A portable toolkit for pathway activity score calculation
Single-cell RNA sequencing (scRNA-seq) analysis enables researchers to uncover more refined and novel cell clusters, which have greatly advanced our understanding of cellular states. Pathway activity score (PAS) analysis has been applied to transform the gene-level data into explainable gene sets representing biological processes or pathways to uncover the potential mechanism of cell heterogeneity. This package provide six portable interfaces for PAS calculation tools and abundant pathway databases in human and mouse.
devtools::install_github('zgyaru/testSctpa')
# install.packages("GSVA")
# devtools::install_github("YosefLab/VISION")

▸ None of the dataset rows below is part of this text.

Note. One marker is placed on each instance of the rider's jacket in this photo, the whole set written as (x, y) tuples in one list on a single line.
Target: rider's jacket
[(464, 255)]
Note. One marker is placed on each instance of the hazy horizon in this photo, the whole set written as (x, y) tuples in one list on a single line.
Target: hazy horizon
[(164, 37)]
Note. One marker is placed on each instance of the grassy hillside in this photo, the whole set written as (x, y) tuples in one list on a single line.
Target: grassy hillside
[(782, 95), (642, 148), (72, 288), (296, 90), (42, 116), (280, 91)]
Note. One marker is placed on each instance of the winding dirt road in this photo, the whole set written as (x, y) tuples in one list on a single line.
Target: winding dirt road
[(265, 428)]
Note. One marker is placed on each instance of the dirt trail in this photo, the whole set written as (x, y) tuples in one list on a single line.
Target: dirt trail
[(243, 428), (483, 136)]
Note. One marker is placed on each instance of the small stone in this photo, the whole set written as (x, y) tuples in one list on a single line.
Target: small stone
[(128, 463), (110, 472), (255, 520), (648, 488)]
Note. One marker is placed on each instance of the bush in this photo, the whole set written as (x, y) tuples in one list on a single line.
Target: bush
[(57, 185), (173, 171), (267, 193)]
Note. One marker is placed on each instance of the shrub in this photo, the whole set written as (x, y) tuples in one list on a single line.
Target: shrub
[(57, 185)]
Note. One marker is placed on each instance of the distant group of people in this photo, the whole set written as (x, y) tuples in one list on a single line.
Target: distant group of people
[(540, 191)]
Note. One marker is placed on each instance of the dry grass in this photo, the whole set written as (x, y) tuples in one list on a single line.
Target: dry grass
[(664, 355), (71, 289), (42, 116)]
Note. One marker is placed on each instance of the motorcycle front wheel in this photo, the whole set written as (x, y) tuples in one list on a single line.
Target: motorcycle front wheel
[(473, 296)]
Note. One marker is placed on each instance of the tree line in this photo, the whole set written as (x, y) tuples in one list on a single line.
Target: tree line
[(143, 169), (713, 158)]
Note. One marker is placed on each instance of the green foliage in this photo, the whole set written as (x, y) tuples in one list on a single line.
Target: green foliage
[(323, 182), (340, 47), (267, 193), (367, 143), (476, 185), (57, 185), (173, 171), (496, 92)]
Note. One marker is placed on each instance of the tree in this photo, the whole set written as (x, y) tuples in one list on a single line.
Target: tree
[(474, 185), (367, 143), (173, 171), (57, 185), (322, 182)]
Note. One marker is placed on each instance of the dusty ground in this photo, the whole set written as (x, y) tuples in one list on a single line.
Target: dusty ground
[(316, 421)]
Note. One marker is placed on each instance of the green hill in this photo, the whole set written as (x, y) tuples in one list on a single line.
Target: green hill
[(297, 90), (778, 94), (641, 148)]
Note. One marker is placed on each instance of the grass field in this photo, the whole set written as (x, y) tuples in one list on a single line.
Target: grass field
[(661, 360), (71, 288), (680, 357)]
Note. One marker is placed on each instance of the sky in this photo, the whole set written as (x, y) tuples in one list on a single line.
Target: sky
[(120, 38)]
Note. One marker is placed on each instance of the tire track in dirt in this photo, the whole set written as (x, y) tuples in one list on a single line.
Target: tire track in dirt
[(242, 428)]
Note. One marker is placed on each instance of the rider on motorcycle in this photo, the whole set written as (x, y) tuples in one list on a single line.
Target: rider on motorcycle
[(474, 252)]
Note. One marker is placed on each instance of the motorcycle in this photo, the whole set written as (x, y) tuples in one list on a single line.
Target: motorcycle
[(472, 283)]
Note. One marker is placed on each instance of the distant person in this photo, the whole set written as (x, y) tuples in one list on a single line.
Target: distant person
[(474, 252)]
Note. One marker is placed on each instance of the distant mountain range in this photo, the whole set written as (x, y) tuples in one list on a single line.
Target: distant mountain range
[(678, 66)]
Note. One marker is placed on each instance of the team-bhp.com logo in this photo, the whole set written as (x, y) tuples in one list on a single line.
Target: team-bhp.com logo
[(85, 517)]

BiocManager::install("AUCell")
library(testSctpa)
library(Seurat)
counts = load_counts()
### you could load your own data:
#counts = read.table("folder/expression_counts.txt.gz",
# header = TRUE,
# sep = '\t',
# row.names = 1)
se_oj = CreateSeuratObject(counts)
se_oj = cal_PAS(seurat_object = se_oj,
tool = 'AUCell', ## GSVA, ssGSEA, plage, zscore or Vision
normalize = 'log',
species = 'mouse',
pathway='kegg')
se_oj = FindVariableFeatures(se_oj, verbose = FALSE)
se_oj = ScaleData(se_oj)
se_oj = RunPCA(se_oj)
se_oj = RunUMAP(se_oj,dims = 1:8)
se_oj = FindNeighbors(se_oj)
se_oj = FindClusters(se_oj)
DimPlot(se_oj)
library(dplyr)
markers = FindAllMarkers(se_oj,logfc.threshold = 0)
pathways = markers %>% group_by(cluster) %>% top_n(n=5,wt=avg_log2FC) #For Seurat>4.0, set "wt=avg_logFC"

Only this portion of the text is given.